Clinical, genetic, and outcome characteristics of pediatric patients with primary hemophagocytic lymphohistiocytosis

Objectİive: In this study, we sought to describe the clinical, laboratory, and genetic characteristics of patients diagnosed with primary hemophagocytic lymphohistiocytosis. Thus, we aimed to evaluate the early diagnosis and appropriate treatment options for pediatric hemophagocytic lymphohistiocytosis patients. Materials and Methods: Medical records of 9 patients diagnosed with primary hemophagocytic lymphohistiocytosis between November 2013 and December 2019 were analyzed retrospectively. Clinical, genetic, and laboratory characteristics, family histories, initial complaints, physical examination findings, age at diagnosis, treatment choices, and clinical follow-up of all patients were investigated.

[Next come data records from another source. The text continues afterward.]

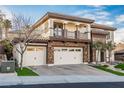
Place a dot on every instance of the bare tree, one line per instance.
(25, 34)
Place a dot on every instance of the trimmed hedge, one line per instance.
(121, 66)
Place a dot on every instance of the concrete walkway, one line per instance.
(75, 69)
(15, 80)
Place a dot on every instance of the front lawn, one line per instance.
(25, 72)
(109, 70)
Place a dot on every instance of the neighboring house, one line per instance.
(65, 40)
(103, 34)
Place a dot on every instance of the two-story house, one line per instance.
(65, 40)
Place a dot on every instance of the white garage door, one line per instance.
(35, 56)
(65, 55)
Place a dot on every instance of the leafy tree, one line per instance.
(7, 25)
(8, 48)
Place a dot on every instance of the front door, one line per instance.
(102, 56)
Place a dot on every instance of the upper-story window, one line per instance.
(58, 29)
(58, 25)
(83, 29)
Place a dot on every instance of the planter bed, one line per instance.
(25, 72)
(109, 70)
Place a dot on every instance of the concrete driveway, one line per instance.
(78, 69)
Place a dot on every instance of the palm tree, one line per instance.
(98, 46)
(110, 46)
(7, 24)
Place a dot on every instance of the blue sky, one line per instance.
(110, 15)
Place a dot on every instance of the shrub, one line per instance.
(121, 66)
(105, 66)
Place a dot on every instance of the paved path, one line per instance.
(73, 85)
(15, 80)
(76, 69)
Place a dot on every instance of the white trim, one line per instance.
(37, 44)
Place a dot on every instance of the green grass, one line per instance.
(25, 72)
(121, 66)
(109, 70)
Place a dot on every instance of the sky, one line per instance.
(112, 15)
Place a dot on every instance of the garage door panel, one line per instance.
(35, 56)
(64, 55)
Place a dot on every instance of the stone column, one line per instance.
(50, 26)
(85, 57)
(89, 31)
(50, 53)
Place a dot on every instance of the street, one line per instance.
(72, 85)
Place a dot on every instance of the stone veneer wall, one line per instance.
(52, 44)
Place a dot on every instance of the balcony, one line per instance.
(60, 33)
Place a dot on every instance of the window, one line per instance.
(71, 49)
(56, 49)
(30, 49)
(39, 49)
(64, 49)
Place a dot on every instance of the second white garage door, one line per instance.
(66, 55)
(35, 56)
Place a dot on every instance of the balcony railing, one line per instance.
(70, 34)
(60, 33)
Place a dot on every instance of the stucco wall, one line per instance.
(53, 44)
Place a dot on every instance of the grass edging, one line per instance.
(109, 70)
(25, 72)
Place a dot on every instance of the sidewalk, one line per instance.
(15, 80)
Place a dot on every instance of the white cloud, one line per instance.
(120, 18)
(93, 14)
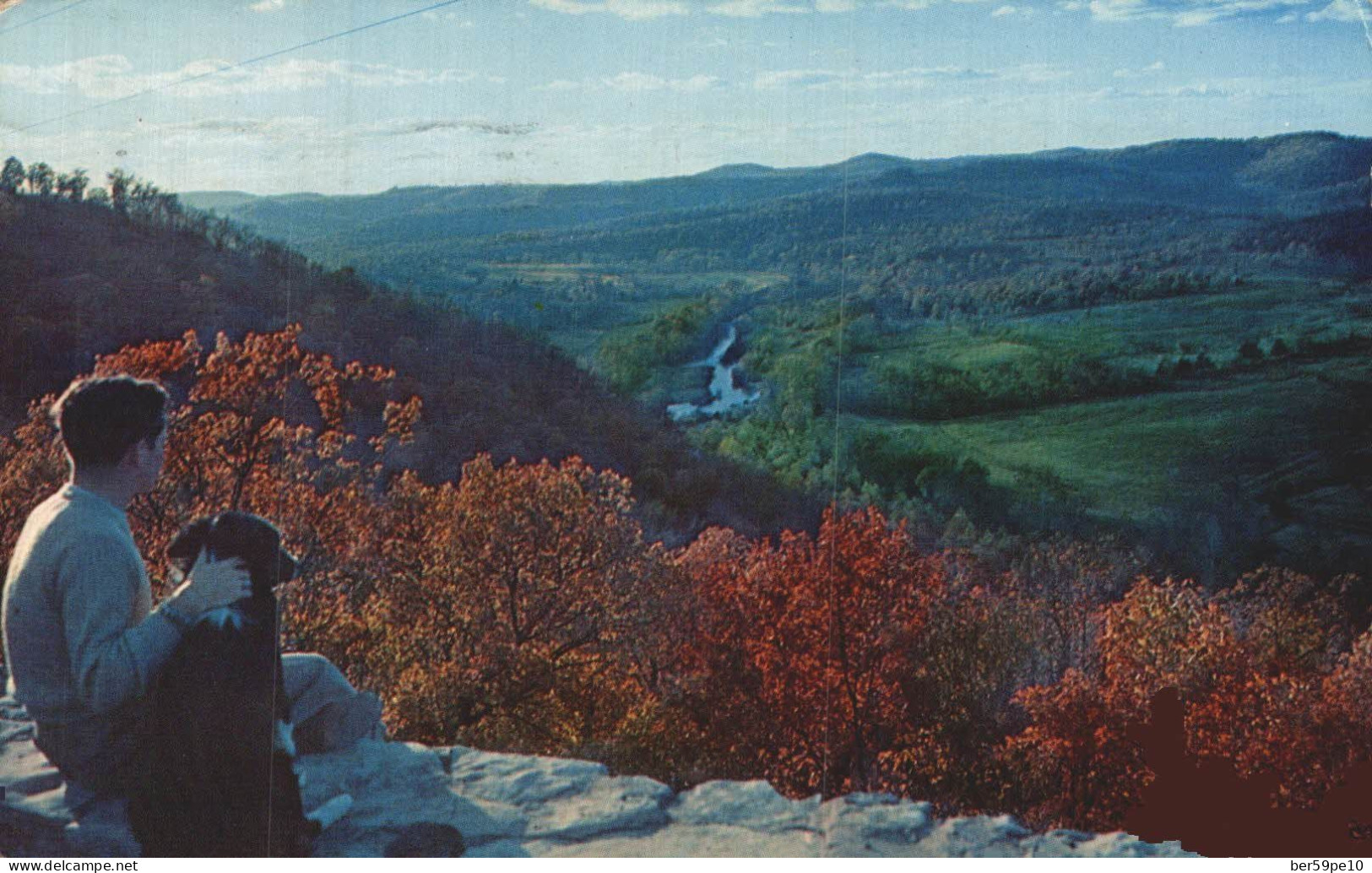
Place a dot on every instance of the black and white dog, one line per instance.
(217, 776)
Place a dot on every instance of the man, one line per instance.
(81, 637)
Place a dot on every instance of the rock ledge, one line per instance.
(527, 806)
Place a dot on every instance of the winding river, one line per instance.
(724, 394)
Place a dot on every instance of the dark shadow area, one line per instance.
(1211, 811)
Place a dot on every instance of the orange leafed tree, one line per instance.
(519, 610)
(801, 647)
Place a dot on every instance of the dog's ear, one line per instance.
(187, 545)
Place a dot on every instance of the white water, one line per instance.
(722, 388)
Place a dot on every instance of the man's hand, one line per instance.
(212, 583)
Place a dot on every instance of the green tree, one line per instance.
(13, 175)
(120, 184)
(41, 179)
(73, 184)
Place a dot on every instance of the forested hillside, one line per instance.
(1154, 341)
(976, 620)
(83, 279)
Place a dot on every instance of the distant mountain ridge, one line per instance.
(755, 217)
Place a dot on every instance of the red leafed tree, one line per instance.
(519, 610)
(803, 644)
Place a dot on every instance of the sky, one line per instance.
(263, 95)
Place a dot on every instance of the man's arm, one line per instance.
(111, 662)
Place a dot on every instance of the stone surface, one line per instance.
(413, 800)
(744, 805)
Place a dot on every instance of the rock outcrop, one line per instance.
(416, 800)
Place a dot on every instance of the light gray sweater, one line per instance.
(81, 640)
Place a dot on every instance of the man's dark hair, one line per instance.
(102, 418)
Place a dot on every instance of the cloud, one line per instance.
(413, 128)
(454, 17)
(1157, 66)
(1190, 13)
(643, 81)
(1339, 10)
(756, 8)
(632, 81)
(632, 10)
(643, 10)
(113, 77)
(908, 77)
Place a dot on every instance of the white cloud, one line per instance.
(641, 10)
(1190, 13)
(1339, 10)
(114, 76)
(1157, 66)
(756, 8)
(634, 81)
(908, 77)
(632, 10)
(450, 17)
(645, 81)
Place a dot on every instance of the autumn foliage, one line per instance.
(522, 607)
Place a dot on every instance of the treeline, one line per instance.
(83, 279)
(522, 607)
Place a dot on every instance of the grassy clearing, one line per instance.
(1130, 458)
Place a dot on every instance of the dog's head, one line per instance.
(241, 535)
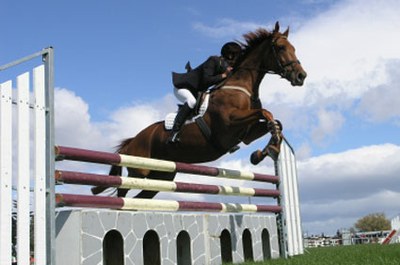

Results: The mean age at diagnosis was 11 months (range: 1.5 months to 17 years). Genetic analysis was performed in all patients, and a disease-related mutation was detected in 8 (89%) of them. Among clinical features, 6 (66%) patients had fever, 5 (56%) had splenomegaly, 4 (44%) had lymphadenopathy, 4 (44%) had skin rash, and 4 (44%) had neurological findings. Hemophagocytosis was observed in the bone marrow samples of 6 (66%) patients. Disease remission was achieved in 7 (78%) patients. Hematopoietic stem cell transplantation was performed in 7 (78%) patients. Conclusion: Hemophagocytic lymphohistiocytosis may present with different clinical symptoms that can cause a significant diagnostic delay. The only curative treatment option in primary hemophagocytic lymphohistiocytosis patients is hematopoietic stem cell transplantation. The chemotherapy should be started as early as possible, in order to achieve a disease remission. Patients should be referred to the appropriate bone marrow transplant center for hematopoietic stem cell transplantation as soon as they reach the disease remission.